Gene Mack, interim Chief Executive Officer and current Chief Financial Officer of Gain, continued, “We remain enthusiastic about the promising profile of GT-02287 and look forward to initiating a trial in people with PD by the end of Q4 2024, with the goal of demonstrating safety and tolerability in patients with PD and obtaining proof of mechanism based on relevant biomarkers.”
The late-breaker, titled, “The novel glucocerebrosidase chaperone GT-02287 in development for GBA-PD is safe and well tolerated in healthy volunteers at oral doses that produce plasma exposures in the projected therapeutic range,” was presented on-site by Jonas Hannestad and included results from the Phase 1 study of GT-02287. The single and multiple dose levels tested were safe and generally well tolerated, with no serious adverse events or Grade 3 (severe) adverse events observed, and no other safety signals detected. The PK profile of GT-02287 was linear across the tested dose ranges, and plasma exposures at daily doses of 7.7 mg/kg and above were within the projected therapeutic range. GT-02287 was measurable in cerebrospinal fluid (CSF) at levels in line with rodent levels at effective doses, demonstrating CNS exposure. Notably, GCase activity in dried blood spots increased approximately 30% in subjects who received GT-02287 but not in those who received placebo, demonstrating target engagement and modulation of GCase enzyme. GCase activity continued to increase 12 hours post-dose at 14 days, the furthest time point analyzed in the study. These results support the continued development of GT-02287 and its potential as a disease-modify treatment for Parkinson’s disease.

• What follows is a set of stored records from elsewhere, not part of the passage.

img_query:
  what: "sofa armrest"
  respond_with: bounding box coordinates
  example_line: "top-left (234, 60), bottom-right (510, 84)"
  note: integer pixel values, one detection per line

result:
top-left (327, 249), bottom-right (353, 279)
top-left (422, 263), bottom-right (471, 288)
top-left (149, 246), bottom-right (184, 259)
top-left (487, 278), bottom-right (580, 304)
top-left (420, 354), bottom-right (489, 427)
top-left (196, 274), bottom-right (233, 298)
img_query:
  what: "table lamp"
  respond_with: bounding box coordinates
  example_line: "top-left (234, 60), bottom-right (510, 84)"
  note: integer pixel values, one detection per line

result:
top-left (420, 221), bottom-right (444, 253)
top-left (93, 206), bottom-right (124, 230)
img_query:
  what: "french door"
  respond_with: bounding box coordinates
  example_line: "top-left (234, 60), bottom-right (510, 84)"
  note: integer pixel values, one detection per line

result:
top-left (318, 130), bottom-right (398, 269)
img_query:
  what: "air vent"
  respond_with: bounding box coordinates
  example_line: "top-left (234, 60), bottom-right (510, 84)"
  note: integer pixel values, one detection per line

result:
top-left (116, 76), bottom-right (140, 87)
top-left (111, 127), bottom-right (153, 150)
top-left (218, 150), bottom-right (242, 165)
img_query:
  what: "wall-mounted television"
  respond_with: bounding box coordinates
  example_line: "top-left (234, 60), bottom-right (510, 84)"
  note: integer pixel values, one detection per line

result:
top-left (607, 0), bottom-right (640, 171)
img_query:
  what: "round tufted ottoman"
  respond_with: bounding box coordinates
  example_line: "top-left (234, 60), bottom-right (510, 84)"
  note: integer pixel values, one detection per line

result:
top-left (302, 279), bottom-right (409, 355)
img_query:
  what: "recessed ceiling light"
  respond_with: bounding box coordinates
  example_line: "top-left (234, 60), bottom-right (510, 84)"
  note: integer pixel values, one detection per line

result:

A PDF of the poster presented at the International Congress of Parkinson’s Disease and Movement Disorders is available on the Science and Technology section of the Company’s website at https://gaintherapeutics.com/science-and-technology/posters.
Webinar Details
Gain Therapeutics will host a webinar on Monday, September 30 at 8:30 AM ET to review results presented at the International Congress of Parkinson’s Disease and Movement Disorders. To register, please click here: https://lifescievents.com/event/gaintherapeutics/
About GT-02287 Gain Therapeutics’ lead drug candidate, GT-02287, is in clinical development for the treatment of Parkinson’s disease with or without a GBA1 mutation. The orally administered, brain-penetrant small molecule is an allosteric protein modulator that restores the function of the lysosomal protein enzyme glucocerebrosidase (GCase) which becomes misfolded and impaired due to mutations in the GBA1 gene, the most common genetic abnormality associated with PD, or other age-related stress factors. In preclinical models of PD, GT-02287 restored GCase enzymatic function, reduced aggregated α-synuclein, neuroinflammation and neuronal death, and improved motor function and cognitive performance. Additionally, GT-02287 significantly reduced plasma neurofilament light chain (NfL) levels, an emerging biomarker for neurodegeneration.
Compelling preclinical data in mouse models of GBA1-PD, including that presented at FENS Forum 2024 in June describing improvement in cognitive performance in addition to motor performance after administration of GT-02287, suggests that GT-02287 may have the potential to slow the progression of Parkinson’s disease.
Gain’s lead program in Parkinson’s disease has been awarded funding support from The Michael J. Fox Foundation for Parkinson’s Research (MJFF) and The Silverstein Foundation for Parkinson’s with GBA, as well as from the Eurostars-2 joint program with co-funding from the European Union Horizon 2020 research and Innosuisse – Swiss Innovation Agency.
About Gain Therapeutics, Inc. Gain Therapeutics, Inc. is a clinical-stage biotechnology company leading the discovery and development of next generation allosteric therapies. Gain’s lead drug candidate, GT-02287 for the treatment of Parkinson’s disease with or without a GBA1 mutation, is currently being evaluated in a Phase 1 clinical trial.
Leveraging AI-supported structural biology, proprietary algorithms, and supercomputer-powered physics-based models, the company’s Magellan? drug discovery platform can identify novel allosteric binding sites on disease-implicated proteins, pinpointing pockets that cannot be found or drugged with current technologies. Its AI and machine-learning tools and virtual screening capabilities leverage the emerging on-demand compound libraries covering vast chemical spaces of over five trillion compounds to identify and select suitable small molecule hits for experimental validation.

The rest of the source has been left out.